WASHINGTON — “Family planning, reproductive health care and gender relations could influence the future course of climate change and affect how humanity adapts to rising seas, worsening storms and severe droughts.” I bet you haven’t heard much about that in all of the recent discourse on global warming and climate change.
And those attending the upcoming U.N. Climate Change Conference in Copenhagen, Denmark, are unlikely to hear much about it either. There has been almost nothing on population in all the communications leading up to Copenhagen. And we all know why: people don’t like to discuss issues of family planning and reproductive health and run away from confronting them. The reasons are many — cultural hang-ups, religion, politics and any other reasons people can find.

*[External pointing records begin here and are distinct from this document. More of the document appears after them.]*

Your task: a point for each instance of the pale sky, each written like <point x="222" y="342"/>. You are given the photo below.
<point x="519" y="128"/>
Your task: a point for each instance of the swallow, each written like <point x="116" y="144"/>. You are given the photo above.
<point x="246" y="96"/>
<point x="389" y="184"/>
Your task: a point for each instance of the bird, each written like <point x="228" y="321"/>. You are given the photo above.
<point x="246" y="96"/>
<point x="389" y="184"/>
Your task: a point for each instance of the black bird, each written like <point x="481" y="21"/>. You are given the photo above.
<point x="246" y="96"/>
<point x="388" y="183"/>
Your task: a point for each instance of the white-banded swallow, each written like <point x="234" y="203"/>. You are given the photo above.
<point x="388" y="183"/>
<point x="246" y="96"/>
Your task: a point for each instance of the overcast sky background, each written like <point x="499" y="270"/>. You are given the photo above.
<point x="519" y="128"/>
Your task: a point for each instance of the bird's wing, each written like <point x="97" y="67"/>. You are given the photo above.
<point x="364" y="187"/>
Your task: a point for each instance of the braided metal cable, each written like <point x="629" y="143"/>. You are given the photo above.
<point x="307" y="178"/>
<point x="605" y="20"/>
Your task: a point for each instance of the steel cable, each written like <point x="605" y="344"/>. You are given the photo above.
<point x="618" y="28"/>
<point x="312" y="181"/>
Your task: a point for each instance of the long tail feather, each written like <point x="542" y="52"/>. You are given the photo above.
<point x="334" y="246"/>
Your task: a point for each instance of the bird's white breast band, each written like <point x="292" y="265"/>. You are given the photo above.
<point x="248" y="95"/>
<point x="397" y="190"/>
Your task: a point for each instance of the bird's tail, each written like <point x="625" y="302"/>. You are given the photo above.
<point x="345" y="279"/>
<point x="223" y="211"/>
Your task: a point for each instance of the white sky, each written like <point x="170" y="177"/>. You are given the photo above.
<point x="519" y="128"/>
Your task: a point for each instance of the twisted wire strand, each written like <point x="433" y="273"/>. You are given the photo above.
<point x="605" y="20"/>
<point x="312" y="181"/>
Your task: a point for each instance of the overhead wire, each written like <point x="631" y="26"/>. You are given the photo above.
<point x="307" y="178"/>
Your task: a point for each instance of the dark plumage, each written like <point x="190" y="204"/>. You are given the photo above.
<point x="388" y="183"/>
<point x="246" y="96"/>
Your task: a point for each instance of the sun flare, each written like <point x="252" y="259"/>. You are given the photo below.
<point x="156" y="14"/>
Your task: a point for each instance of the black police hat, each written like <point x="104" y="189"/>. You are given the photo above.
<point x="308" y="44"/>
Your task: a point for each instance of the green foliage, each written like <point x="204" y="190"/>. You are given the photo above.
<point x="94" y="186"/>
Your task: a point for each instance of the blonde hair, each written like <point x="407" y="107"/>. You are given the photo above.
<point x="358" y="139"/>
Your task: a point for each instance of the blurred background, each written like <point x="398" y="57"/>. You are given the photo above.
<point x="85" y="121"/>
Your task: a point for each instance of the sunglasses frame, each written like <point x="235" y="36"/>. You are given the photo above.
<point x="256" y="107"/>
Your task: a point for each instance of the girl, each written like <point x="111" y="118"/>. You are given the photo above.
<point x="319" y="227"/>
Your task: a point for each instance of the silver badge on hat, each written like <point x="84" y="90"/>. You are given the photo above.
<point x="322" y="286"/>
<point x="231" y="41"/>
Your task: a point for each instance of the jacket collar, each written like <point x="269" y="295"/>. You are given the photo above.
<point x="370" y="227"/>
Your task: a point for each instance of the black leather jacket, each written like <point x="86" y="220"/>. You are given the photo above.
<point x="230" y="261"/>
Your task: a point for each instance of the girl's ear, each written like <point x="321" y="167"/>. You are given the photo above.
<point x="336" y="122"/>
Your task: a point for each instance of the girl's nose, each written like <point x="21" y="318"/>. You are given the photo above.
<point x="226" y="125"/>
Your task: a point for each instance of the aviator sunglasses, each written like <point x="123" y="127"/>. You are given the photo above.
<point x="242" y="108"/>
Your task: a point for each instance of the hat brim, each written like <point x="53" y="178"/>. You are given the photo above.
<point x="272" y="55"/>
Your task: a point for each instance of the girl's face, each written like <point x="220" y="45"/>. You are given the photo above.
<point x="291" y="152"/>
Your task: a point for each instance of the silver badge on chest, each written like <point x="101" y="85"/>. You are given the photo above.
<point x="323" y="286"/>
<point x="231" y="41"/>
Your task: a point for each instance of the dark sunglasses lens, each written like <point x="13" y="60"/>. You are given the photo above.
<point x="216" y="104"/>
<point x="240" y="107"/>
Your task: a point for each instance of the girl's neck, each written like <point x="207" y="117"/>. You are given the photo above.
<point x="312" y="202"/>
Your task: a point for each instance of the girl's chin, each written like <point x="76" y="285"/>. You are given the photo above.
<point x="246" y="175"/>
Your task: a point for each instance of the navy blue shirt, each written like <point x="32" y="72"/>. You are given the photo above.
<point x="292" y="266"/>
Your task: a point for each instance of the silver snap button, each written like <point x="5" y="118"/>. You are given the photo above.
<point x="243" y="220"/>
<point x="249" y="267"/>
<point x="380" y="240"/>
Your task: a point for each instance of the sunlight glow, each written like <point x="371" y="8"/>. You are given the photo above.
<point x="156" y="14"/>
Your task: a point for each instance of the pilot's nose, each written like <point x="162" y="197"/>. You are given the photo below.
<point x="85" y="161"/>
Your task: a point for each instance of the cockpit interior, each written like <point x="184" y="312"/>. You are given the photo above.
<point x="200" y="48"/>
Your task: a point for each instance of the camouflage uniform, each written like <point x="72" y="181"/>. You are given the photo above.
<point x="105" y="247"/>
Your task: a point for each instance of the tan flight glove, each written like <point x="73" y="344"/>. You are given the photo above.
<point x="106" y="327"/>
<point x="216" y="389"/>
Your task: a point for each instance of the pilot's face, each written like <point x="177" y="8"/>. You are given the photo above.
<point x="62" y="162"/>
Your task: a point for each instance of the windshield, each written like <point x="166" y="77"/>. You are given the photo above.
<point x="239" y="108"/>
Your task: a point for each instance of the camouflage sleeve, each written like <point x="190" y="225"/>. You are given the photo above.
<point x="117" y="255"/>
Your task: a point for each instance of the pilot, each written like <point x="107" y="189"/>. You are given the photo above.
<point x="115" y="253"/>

My opening sentence above comes directly out of the UNFPA’s “State of the World’s Population 2009“, released yesterday. I attended the Washington launch of the report at the National Press Club. The focus on the report this year is on the links between women, population and climate. Although there is little data on these links, the data that we do have clearly shows that women contribute less to climate change then men while they are most affected by it. Despite that, women have been largely overlooked in the debate about how to address problems of rising seas, droughts, melting glaciers and extreme weather.
Robert Engelman of the Worldwatch Institute, the principal author of the report, said that the new report does not call for new spending. “What it does do is remind governments of commitments they have already made at the International Conference on Population and Development in 1994 and the Millennium Development Goals and calls on them to honor those commitments in order to reach more of the 200 million people in the world, virtually all of them poor, who still have an unmet need for family planning,” Engelman said.
Former U.S. Sen. Tim Wirth, the president of the U.N. Foundation, talked about receiving a parka in the mail recently sent by “global warming doubters.” He asked everyone at the National Press Club event to turn to a graph on page 11 of the report that shows the “Ten Warmest Years Between 1880 and 2008” — based on data from the Worldwatch Institute. Those warmest years, in order, are 2005, 1998, 2002, 2003, 2006, 2007, 2004, 2001, 2008 and 1997. So, I wonder on what basis the parka gift givers believe that the climate is not getting warmer.
One of the main points of the report is that if women are empowered to control their own reproductive lives, their environment and in other ways, they could launch a genuinely effective long-term global strategy to deal with climate change and play a major role in starting to reverse the warming of the Earth’s atmosphere.